SnackOnAI Engineering | Senior AI Systems Researcher | Technical Deep Dive | April 26, 2026
Every developer who has tried to run a local LLM from scratch has hit the same wall: GGUF files to find, quantization formats to decode, GPU offloading flags to tune, chat templates to configure manually, and a llama.cpp binary that requires cmake to compile with CUDA support. The first three hours are not inference. They are archaeology. Ollama exists to eliminate that wall entirely. One command installs it. One command pulls a model. One command starts a local API server that your existing OpenAI-compatible code can call with a URL change.
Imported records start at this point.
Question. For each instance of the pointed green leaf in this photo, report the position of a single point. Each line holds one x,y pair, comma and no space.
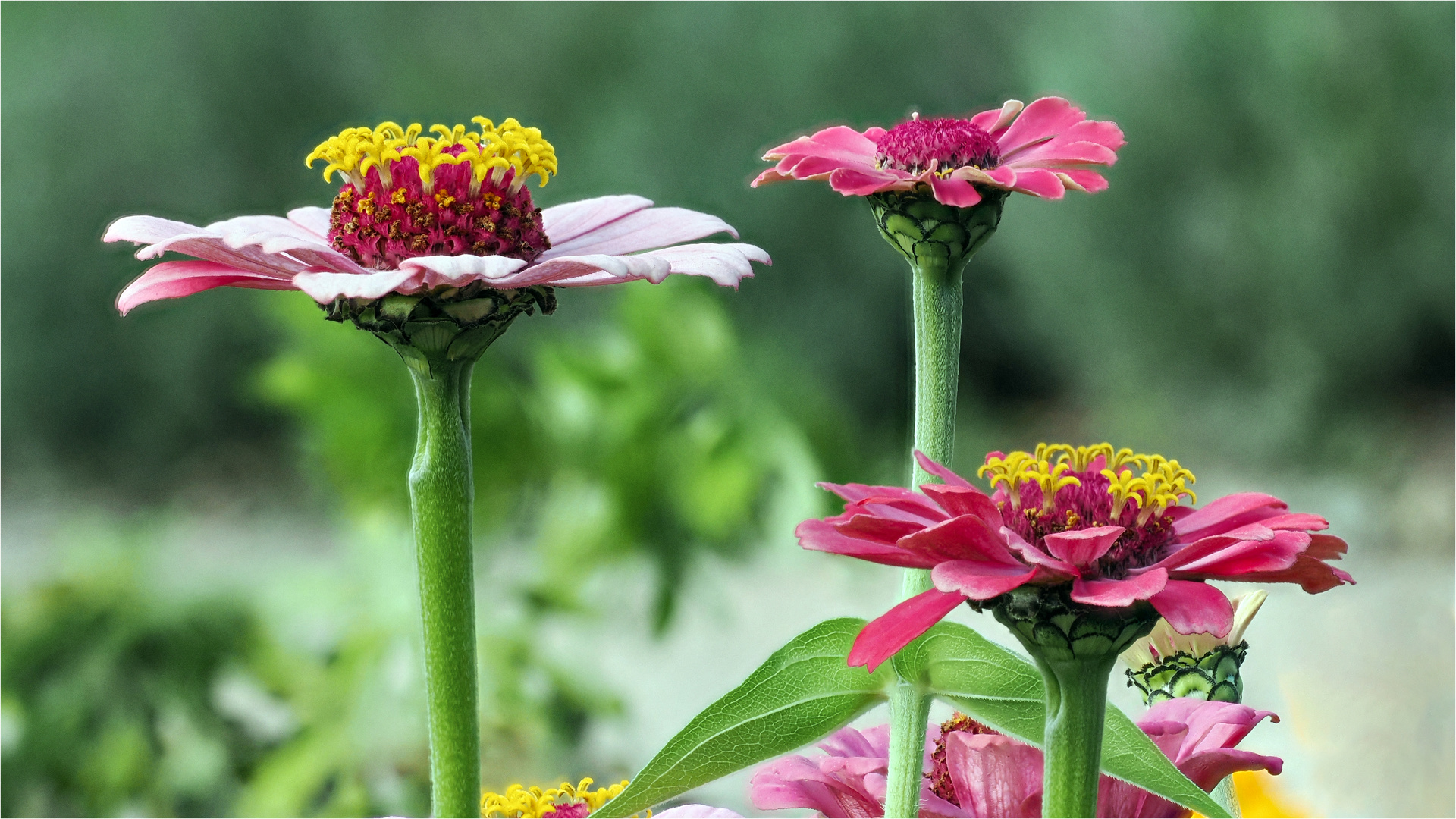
1005,691
802,692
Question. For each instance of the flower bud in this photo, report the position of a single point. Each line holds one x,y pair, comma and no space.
928,232
1050,624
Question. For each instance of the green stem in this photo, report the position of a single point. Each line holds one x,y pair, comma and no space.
935,286
1076,706
440,497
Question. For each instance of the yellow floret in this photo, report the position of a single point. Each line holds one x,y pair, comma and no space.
491,150
533,803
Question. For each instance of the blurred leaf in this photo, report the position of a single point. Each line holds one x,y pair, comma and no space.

This newsletter dissects Ollama not as a beginner tool but as an engineered system: what the Go server layer actually does, how the GGUF-based layer offloading scheduler works, what the OLLAMA_NUM_PARALLEL and OLLAMA_MAX_LOADED_MODELS environment variables expose about its concurrency model, and where the benchmarks from arXiv:2511.05502 and arXiv:2511.07425 show it trading throughput for ergonomics.
Scope: Ollama's architecture, GGUF format, quantization selection (informed by arXiv:2601.14277), performance on Apple Silicon and single-board computers, and its real tradeoffs vs. llama.cpp directly. Not covered: fine-tuning, vLLM, or multimodal pipelines beyond Ollama's built-in vision support.
What It Actually Does
Ollama is a local LLM runtime with 162,000 GitHub stars and 14,600 forks. Written in Go, it wraps llama.cpp's inference engine behind a model management layer modeled explicitly on Docker's workflow: ollama pull, ollama run, ollama ps, ollama rm. Every model is a versioned artifact with a content-addressed blob store. The server exposes an OpenAI-compatible REST API on port 11434 by default.
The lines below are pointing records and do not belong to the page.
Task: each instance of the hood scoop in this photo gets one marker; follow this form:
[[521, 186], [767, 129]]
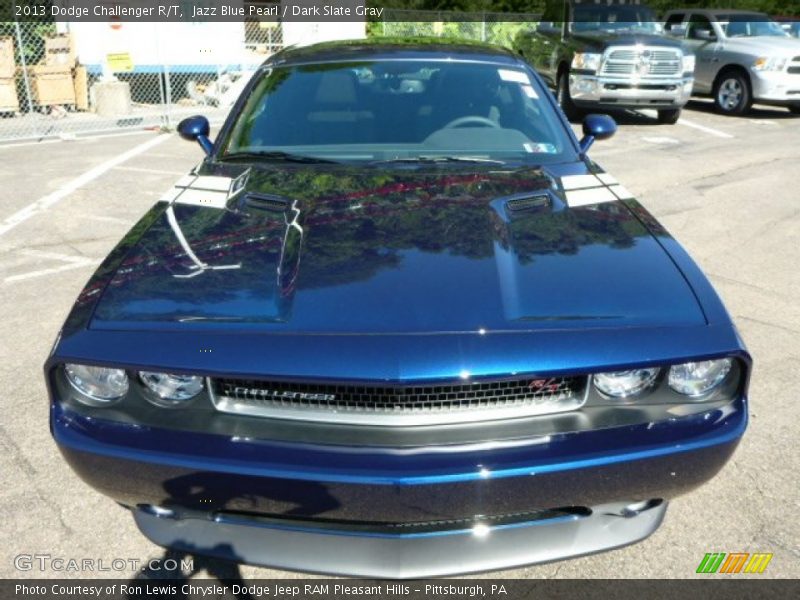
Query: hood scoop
[[267, 202], [528, 203], [518, 206]]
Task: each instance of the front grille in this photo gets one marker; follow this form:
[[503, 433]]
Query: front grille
[[371, 404], [643, 62]]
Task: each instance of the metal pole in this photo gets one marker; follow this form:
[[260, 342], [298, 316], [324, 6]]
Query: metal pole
[[168, 88], [24, 64]]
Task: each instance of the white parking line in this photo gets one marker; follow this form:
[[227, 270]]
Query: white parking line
[[31, 274], [708, 130], [154, 171], [663, 140], [51, 255], [49, 200], [107, 219]]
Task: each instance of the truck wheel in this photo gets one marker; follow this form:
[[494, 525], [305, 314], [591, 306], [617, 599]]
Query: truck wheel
[[669, 116], [732, 94], [565, 100]]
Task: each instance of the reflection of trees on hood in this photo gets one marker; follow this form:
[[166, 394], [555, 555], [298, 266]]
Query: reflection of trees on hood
[[359, 221]]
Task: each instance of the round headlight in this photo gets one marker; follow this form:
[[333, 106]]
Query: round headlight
[[100, 386], [698, 378], [171, 390], [621, 384]]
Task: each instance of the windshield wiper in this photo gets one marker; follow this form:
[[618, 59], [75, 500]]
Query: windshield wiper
[[439, 159], [274, 156]]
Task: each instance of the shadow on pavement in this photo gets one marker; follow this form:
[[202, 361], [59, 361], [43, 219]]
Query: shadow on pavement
[[759, 111]]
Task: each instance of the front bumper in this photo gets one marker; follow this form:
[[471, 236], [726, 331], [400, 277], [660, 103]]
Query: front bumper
[[613, 92], [328, 508], [777, 88], [344, 552]]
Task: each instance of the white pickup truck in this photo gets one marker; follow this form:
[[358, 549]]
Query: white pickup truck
[[741, 57]]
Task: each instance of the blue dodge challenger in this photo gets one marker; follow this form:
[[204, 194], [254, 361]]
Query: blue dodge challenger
[[397, 324]]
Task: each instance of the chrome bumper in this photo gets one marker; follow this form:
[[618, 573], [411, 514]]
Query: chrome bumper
[[776, 88], [591, 89], [308, 547]]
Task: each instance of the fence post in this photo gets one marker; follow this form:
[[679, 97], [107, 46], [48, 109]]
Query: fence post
[[168, 91], [24, 64]]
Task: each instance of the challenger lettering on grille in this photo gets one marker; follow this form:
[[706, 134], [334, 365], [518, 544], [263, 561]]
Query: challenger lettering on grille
[[256, 393], [379, 403]]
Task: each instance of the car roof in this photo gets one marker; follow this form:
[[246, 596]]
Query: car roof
[[394, 48]]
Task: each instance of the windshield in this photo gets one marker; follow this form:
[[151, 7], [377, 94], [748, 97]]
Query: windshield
[[615, 19], [399, 110], [750, 25]]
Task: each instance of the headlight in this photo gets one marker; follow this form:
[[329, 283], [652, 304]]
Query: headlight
[[621, 384], [100, 386], [586, 60], [765, 63], [171, 390], [698, 378]]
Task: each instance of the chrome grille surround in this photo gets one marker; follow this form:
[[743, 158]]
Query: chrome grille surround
[[461, 401], [642, 61]]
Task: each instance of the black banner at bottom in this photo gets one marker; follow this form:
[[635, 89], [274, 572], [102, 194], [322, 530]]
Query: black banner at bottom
[[439, 589]]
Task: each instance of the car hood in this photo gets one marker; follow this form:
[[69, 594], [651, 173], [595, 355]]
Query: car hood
[[765, 45], [600, 40], [332, 249]]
What Ollama is not: it is not a high-throughput serving engine. Under its Go HTTP layer, every inference request passes to a llama.cpp subprocess (or the newer Ollama engine subprocess when OLLAMA_NEW_ENGINE=1 is set). That subprocess does the actual tensor computation via GGML on whatever hardware is available: CUDA, Metal, Vulkan, ROCm, or CPU. The Go layer handles scheduling, model lifecycle, GPU memory estimation, and the OpenAI API translation.
A 2025 benchmark on Apple Silicon (arXiv:2511.05502) across MLX, MLC-LLM, Ollama, llama.cpp, and PyTorch MPS using Qwen-2.5 across prompts from a few hundred to 100K tokens found:
MLX achieves the highest sustained generation throughput
MLC-LLM delivers the lowest time-to-first-token for moderate prompt sizes
llama.cpp is the most efficient for single-stream use
Ollama "emphasizes developer ergonomics but lags in throughput and TTFT"
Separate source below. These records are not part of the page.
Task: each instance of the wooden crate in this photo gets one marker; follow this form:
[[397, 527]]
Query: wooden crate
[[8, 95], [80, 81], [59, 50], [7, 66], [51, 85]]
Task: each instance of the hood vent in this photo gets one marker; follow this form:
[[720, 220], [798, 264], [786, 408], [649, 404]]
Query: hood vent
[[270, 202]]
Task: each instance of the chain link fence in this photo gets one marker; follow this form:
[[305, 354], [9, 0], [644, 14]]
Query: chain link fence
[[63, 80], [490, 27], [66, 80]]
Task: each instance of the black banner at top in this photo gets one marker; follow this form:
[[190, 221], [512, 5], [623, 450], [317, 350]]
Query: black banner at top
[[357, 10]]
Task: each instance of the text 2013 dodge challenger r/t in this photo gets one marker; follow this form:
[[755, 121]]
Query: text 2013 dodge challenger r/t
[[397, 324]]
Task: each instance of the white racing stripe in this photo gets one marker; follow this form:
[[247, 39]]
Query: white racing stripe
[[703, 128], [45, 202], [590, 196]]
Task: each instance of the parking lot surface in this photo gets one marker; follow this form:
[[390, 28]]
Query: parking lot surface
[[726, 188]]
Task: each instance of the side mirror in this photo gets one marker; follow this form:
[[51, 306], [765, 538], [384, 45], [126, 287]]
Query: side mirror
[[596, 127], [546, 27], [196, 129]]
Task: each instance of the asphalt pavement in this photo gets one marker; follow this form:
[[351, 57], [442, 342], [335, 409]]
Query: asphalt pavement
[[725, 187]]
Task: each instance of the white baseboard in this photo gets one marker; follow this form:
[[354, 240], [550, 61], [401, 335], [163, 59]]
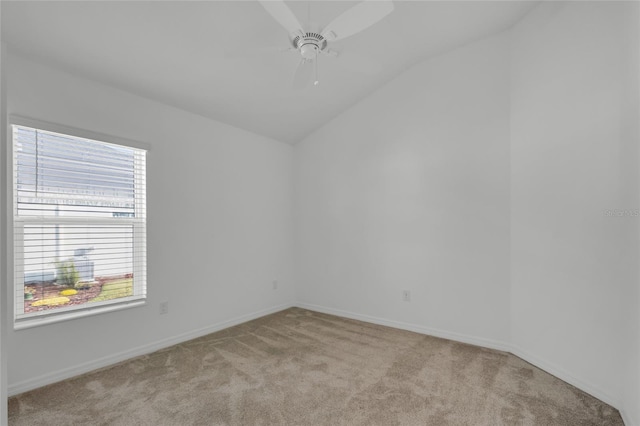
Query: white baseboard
[[549, 367], [458, 337], [627, 420], [565, 376], [66, 373]]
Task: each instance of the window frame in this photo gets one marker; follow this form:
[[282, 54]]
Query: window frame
[[139, 245]]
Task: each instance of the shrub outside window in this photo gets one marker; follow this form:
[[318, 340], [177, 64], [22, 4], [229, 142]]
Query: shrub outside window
[[79, 217]]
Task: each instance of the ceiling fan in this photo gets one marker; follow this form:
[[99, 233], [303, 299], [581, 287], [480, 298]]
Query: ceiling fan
[[311, 43]]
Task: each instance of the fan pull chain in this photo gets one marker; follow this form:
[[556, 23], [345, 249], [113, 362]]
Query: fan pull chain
[[316, 82]]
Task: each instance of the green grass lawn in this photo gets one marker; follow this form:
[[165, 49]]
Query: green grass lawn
[[115, 289]]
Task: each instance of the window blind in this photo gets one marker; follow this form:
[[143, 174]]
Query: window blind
[[79, 223]]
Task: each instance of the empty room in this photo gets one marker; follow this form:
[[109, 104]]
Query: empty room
[[320, 213]]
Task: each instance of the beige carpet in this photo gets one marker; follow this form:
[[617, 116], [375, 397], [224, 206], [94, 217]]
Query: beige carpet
[[298, 367]]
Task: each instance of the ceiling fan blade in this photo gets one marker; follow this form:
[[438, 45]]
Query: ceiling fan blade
[[303, 75], [282, 14], [356, 19], [254, 52]]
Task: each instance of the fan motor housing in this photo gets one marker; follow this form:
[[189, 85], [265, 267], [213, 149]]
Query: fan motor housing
[[310, 44]]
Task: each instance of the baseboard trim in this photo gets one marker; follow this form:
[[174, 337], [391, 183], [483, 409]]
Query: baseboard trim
[[627, 420], [76, 370], [458, 337], [549, 367], [562, 374]]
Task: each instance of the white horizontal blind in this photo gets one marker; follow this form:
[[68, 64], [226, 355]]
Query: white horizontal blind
[[79, 223]]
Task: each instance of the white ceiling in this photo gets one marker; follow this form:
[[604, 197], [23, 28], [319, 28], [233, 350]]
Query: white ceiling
[[197, 55]]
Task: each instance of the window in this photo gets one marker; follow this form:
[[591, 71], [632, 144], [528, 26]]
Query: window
[[79, 216]]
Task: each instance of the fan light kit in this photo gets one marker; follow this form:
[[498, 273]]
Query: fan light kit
[[309, 43]]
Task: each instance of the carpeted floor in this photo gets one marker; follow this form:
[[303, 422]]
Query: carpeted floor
[[298, 367]]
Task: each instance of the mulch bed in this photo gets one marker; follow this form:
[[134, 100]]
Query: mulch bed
[[49, 289]]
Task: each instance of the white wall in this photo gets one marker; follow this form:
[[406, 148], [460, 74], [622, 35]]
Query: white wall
[[409, 190], [3, 237], [219, 224], [480, 180], [572, 265]]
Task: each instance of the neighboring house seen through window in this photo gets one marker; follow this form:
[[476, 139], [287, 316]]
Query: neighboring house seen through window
[[79, 217]]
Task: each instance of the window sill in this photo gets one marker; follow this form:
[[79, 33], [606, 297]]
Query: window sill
[[21, 324]]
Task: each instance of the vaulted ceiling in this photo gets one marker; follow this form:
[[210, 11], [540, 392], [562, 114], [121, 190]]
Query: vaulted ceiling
[[213, 58]]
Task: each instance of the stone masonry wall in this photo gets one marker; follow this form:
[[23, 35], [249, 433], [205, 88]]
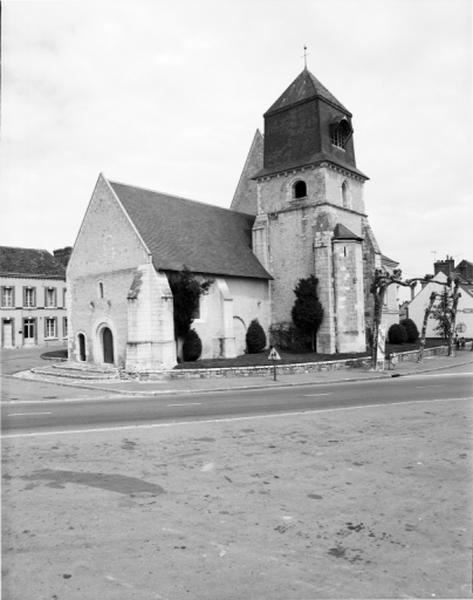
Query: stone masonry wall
[[107, 250]]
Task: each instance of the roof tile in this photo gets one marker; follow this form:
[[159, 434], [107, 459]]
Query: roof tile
[[204, 238]]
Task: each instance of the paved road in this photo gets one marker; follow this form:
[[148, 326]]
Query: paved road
[[84, 413]]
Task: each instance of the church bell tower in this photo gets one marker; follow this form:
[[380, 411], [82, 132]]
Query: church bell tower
[[310, 211]]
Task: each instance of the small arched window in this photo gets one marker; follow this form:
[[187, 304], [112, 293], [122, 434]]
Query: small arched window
[[340, 133], [300, 189], [345, 195]]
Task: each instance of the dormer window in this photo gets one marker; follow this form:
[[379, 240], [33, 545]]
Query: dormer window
[[340, 133], [299, 189]]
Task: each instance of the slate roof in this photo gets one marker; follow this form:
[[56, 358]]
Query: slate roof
[[386, 259], [341, 232], [29, 262], [468, 288], [204, 238], [304, 87]]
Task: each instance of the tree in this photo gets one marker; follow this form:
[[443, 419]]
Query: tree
[[445, 312], [186, 291], [307, 312], [255, 338], [441, 313]]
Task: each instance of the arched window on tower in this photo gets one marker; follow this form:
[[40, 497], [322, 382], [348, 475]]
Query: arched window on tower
[[345, 195], [340, 133], [299, 189]]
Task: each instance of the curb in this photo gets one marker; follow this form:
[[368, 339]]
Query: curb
[[168, 392]]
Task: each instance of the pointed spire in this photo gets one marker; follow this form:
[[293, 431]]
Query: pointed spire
[[305, 57]]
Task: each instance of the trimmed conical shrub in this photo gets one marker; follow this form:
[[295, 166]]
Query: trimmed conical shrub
[[255, 338], [397, 334], [192, 346], [411, 329]]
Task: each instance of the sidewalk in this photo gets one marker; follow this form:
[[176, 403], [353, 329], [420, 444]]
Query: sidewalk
[[193, 385]]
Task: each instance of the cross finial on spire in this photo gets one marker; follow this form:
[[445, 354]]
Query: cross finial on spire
[[305, 56]]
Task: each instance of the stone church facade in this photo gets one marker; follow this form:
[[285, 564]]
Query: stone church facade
[[298, 210]]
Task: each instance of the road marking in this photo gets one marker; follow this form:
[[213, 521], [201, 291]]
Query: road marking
[[61, 400], [226, 419], [28, 414], [420, 387]]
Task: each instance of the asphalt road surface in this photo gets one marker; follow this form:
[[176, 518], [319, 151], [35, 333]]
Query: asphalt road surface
[[111, 412]]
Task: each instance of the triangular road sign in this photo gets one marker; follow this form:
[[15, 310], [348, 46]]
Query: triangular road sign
[[273, 355]]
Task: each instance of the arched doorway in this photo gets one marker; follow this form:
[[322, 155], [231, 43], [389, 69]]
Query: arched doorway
[[239, 331], [107, 345], [81, 341]]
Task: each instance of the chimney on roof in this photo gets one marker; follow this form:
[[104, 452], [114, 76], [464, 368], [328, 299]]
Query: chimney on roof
[[62, 255], [446, 266]]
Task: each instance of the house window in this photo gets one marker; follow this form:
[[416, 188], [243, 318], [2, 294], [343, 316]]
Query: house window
[[300, 189], [50, 297], [29, 328], [29, 297], [7, 297], [340, 133], [50, 327]]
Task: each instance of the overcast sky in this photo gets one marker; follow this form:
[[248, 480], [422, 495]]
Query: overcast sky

This is the honest benchmark. Ollama is not the fastest. It is the most deployable. These are different optimizations, and the community regularly conflates them.
The Architecture, Unpacked

Focus on the scheduler layer. This is where Ollama's ergonomics are implemented: automatic GPU memory estimation, layer distribution across CPU and GPU, and model keep-alive. Everything below the scheduler is llama.cpp. Everything above it is Docker-style UX for LLMs.
The key architectural choice is the subprocess model. Ollama's Go server launches the runner as a separate process and communicates with it via HTTP on a local port. This provides isolation: a segfaulting model inference does not crash the management server. It also adds latency: every inference request passes through a Go HTTP handler, serialization, subprocess HTTP call, deserialization, and response path before a token appears.
The Code
Snippet One: CLI to REST API to Modelfile (complete workflow)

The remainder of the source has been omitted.